Cuando un organismo muere, sus restos se descomponen y disgregan rápidamente por la acción de las bacterias, otros animales, el viento, la lluvia, o las olas del mar. Pero si ese cadáver es enterrado en poco tiempo por los sedimentos, y se ve a salvo de la intervención de los agentes biológicos y mecánicos crecen mucho las posiblidades de que fosilice. Obviamente es mucho más sencillo que lo hagan las partes duras como conchas y huesos, que las partes blandas como los músculos y vísceras que a pesar de su enterramiento siguen expuestos a la acción de las bacterias. Todo depende de lo hermético que sea el envoltorio protector que rodea al organismo. En casos excepcionales también se conservan esas partes blandas, y se han encontrado insectos esquisitamente preservados en ámbar, que es resina fósil de árboles, vertebrados en minas de asfalto, o mamuts congelados en la turba de Siberia.
Salvo esas raras excepciones, el proceso de fosilización comienza a partir de la desaparición de las partes blandas y el relleno de los huecos por el sedimento circundante. En ese momento empiezan a producirse una serie de transformaciones químicas que poco a poco van sustituyendo los compuestos orgánicos de esos restos por minerales.
Esta transformación depende de la composición química del hueso o concha, y de la del sedimento que lo contiene, si esta combinación es favorable, la sustitución se realizará molécula a molécula, durante un largo, muy largo período de tiempo, hasta que el organismo esté completamente mineralizado, es decir, convertido en piedra.

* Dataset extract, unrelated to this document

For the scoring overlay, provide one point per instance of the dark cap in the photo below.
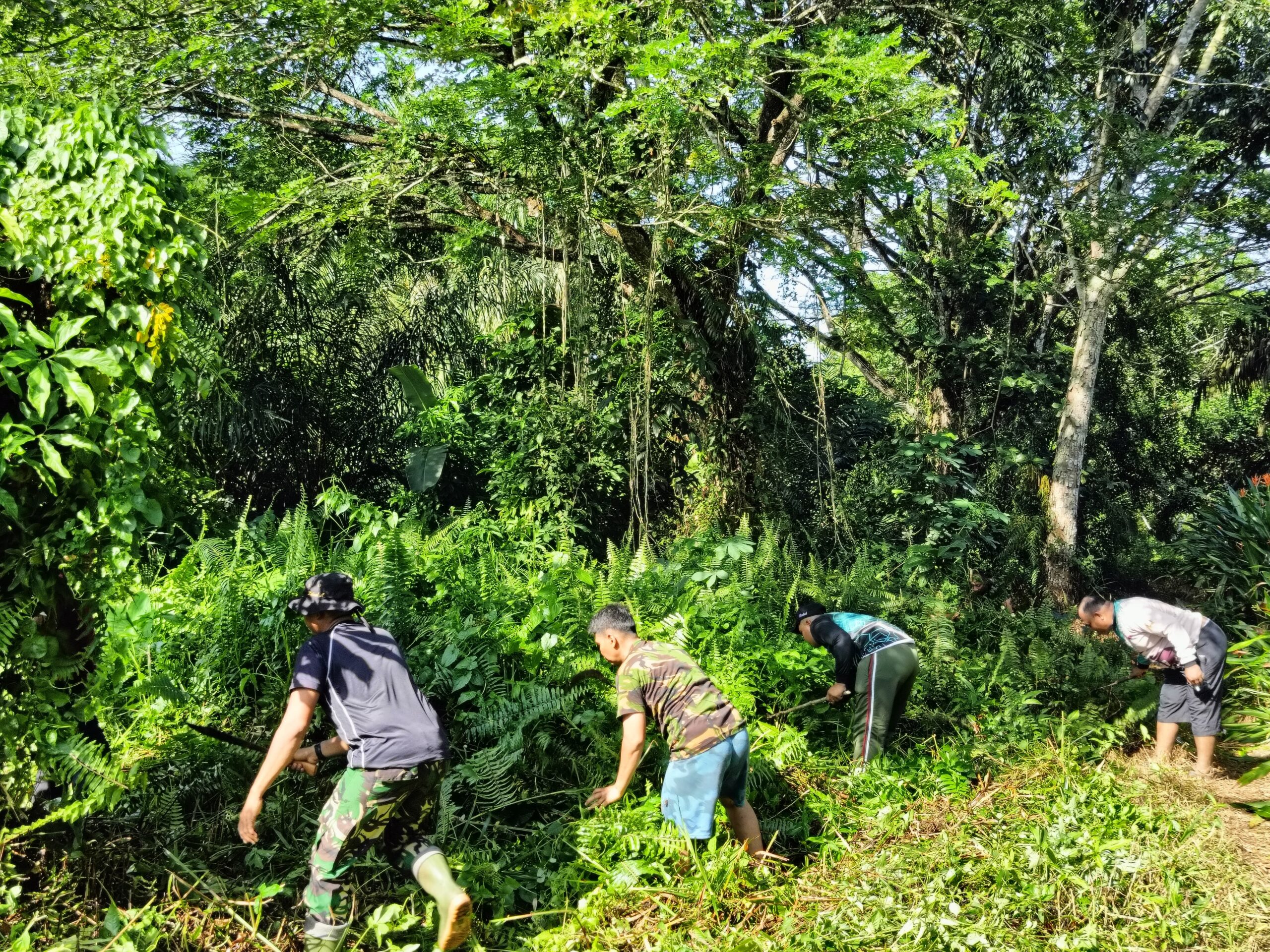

Si por causa de la erosión, o por la acción del hombre la roca que lo contiene queda expuesta en la superficie, estará sometida a los procesos erosivos a los que se ve sometido el relieve, y se destruirá en un tiempo más o menos corto. Ahora, si es recogido racionalmente, teniendo en consideración que no es solo una bonita piedra para poner encima del televisor, sino que es una fuente de información sobre la vida pasada, tendremos una joya de la naturaleza llamada fósil.